Finals Week, Dead Week, and quite frankly every week at Mines can be stressful. It is critical for individual development to learn how to handle stress in a healthy way. While some stress isn’t bad, like the physical stress from athletics and the mind-sharpening stress before a big test, long term stress takes a toll on health and wellness. Stress over a time period longer than a few hours has been linked to increased instance of high blood pressure, heart disease, obesity, diabetes, and a weaker immune system. Besides physiological changes, unchecked stress can cause a huge burden on mental health, increasing the risk of depression and anxiety. Take care of yourself and your fellow Orediggers this finals week- and every week. Be responsible in your stress management and encourage and enable others to do the same.
Stress causes a “fight or flight” instinct in the human body, elevating heart rate and respiration. There is no better outlet for these bodily changes than what they were meant for- physical movement. Just a brisk 10-minute walk can release a significant number of endorphins and drop stress levels, among a host of other benefits.
Phone a Friend
Talking to people close to us while we are stressed is a natural inclination.

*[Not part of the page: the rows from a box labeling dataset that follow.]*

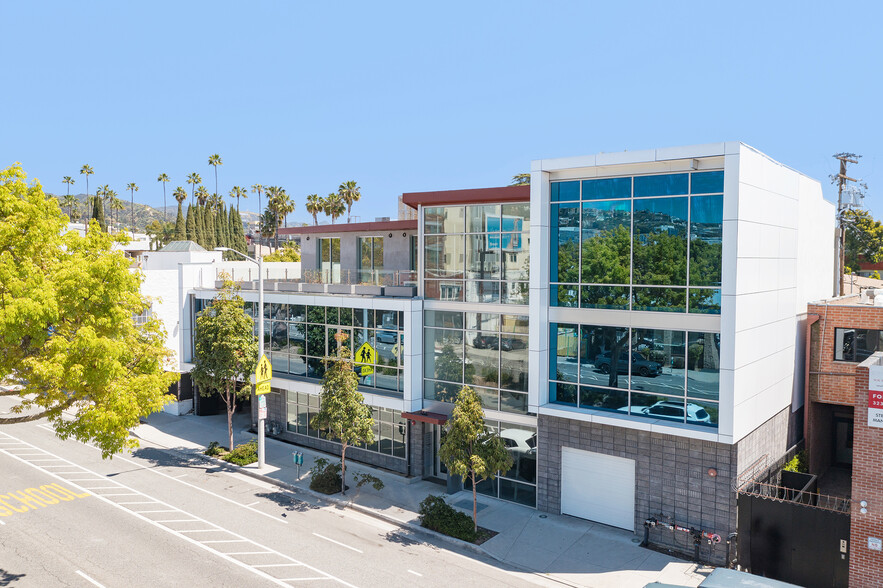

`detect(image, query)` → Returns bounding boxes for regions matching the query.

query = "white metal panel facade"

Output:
[561,447,635,531]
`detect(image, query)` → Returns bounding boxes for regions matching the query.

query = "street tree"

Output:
[843,209,883,269]
[439,386,513,532]
[311,333,374,494]
[192,274,258,451]
[0,165,177,457]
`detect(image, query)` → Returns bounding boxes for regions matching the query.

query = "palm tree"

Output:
[251,184,264,233]
[109,190,125,232]
[208,153,224,194]
[126,182,139,239]
[61,176,76,222]
[337,180,362,222]
[80,164,95,231]
[156,174,169,222]
[196,186,209,206]
[307,194,325,225]
[325,192,346,225]
[230,186,248,212]
[172,186,187,238]
[187,172,202,200]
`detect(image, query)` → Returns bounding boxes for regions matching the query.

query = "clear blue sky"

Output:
[0,0,883,221]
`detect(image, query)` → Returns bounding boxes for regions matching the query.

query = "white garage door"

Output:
[561,447,635,531]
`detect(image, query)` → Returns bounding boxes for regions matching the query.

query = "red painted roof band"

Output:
[402,186,530,208]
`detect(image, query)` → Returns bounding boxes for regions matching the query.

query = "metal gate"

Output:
[736,472,850,588]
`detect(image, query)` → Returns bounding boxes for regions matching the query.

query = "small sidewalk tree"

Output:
[192,274,258,451]
[312,333,374,495]
[439,386,513,533]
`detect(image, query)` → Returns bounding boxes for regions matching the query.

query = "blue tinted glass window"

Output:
[583,178,632,200]
[635,174,689,198]
[552,181,579,202]
[690,171,724,194]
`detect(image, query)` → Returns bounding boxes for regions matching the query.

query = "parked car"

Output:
[595,351,662,377]
[632,400,711,424]
[377,331,399,343]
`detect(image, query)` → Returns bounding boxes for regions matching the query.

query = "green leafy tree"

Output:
[192,275,258,449]
[439,386,513,532]
[337,180,362,222]
[0,166,176,457]
[312,333,374,494]
[843,209,883,268]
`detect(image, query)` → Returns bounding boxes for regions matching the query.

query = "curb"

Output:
[133,433,584,588]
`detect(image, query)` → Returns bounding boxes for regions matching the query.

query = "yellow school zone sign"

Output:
[254,355,273,395]
[353,343,377,377]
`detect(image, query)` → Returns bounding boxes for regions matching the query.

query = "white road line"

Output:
[77,570,104,588]
[0,432,356,588]
[313,533,364,553]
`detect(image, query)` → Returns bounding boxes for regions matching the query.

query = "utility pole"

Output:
[831,153,861,296]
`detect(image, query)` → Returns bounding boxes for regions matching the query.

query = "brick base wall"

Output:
[537,415,736,565]
[849,362,883,587]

Not only does this help relieve some mental stress by “unloading” problems as they are spoken, there’s a good chance talking to a friend or family member will result in some laughs. Laughing not only reduces stress and improves the immune system, it can even temporarily relieve pain! Pro tip: combine “Getting Physical” and “Phoning a Friend” by going jogging with a friend or shooting some hoops together.
Just Do It!
Tasks are piled up and keep coming in, your mental energy is drained, you barely know what day it is, and you feel like the weight of the world is on your shoulders. If you know that feeling, it is all too easy to give up and procrastinate in that situation. Identify two tasks; the most important one, and the easiest one. If you are struggling to get started, do the easiest and quickest task on your plate, then keep that positive energy rolling into the most important or most urgent task.
Meditation seems simple- how can it be hard to sit still for two minutes? It is easier said than done, as you will see if you try to meditate for just two minutes. If you can avoid the temptation of checking your phone or letting your mind drift towards stressful thoughts, you will reap massive benefits. Internal inflammation will decrease, sleep quality will improve, and blood pressure will drop. Pro tip: Keep a pen and paper close by in case something important pops into your head.